Afstellen strooibeeld kritisch aandachtspunt bij toepassing van blend
Voor maatwerk in bemesting kan prima gebruik gemaakt worden van een enkelvoudige meststof als Nutramon-KAS. Daarnaast is de inzet van blends (mix van enkelvoudige minerale meststoffen) een prima aanvulling binnen het gamma aan bemestingsmogelijkheden. Om binnen een blend de juiste verdeling van álle korrels te krijgen, is het noodzakelijk dat de individuele meststoffen zo veel mogelijk een gelijkwaardige korrelgrootteverdeling, hardheid en soortelijk gewicht hebben. Kies daarom, zeker vanuit kwaliteitsoogpunt, bij voorkeur voor een kant-en-klare blend.

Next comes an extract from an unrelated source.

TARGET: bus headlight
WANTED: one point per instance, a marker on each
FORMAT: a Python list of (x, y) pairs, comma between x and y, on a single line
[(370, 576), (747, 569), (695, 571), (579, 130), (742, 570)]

Zelf een blend maken is uiteraard ook mogelijk, maar het is de kunst om aan de belangrijkste eis van een blend te kunnen voldoen. Deze eis is dat de fysieke eigenschappen (dichtheid, fractieverdeling, korrelgrootte, hardheid en korrelvorm) hetzelfde zijn. Daarmee wordt ontmenging voorkomen. Naast fysische eigenschappen zijn ook de chemische eigenschappen van de kunstmeststoffen die in een blend gebruikt zijn van belang. Het moet mogelijk zijn op basis van chemische eigenschappen te kunnen mengen, anders loop je het risico dat door onderlinge reacties de blend hard wordt.
Goede blend onderscheidt zich op kwaliteit
De opslag en distributie heeft een grote invloed op de uiteindelijke kwaliteit van blends. Tijdens de op- en overslag hebben individuele korrels (met verschillende eigenschappen) in een blend de neiging om zich af te scheiden. Deze ontmenging treedt met name op bij blends met een grote fractionering. Een dergelijke ontmenging kan voor een grote onnauwkeurigheid zorgen in het strooibeeld. Het strooibeeld is bepaald door de kwaliteit van de blend en de werkbreedte. Minder breed strooien verkleint de kans op een verkeerd strooibeeld. Ontmenging vindt overigens niet alleen plaats tijdens distributie en opslag, maar ook tijdens het rijden met de kunstmeststrooier met als gevolg een onjuiste verdeling van de diverse voedingsstoffen op het perceel.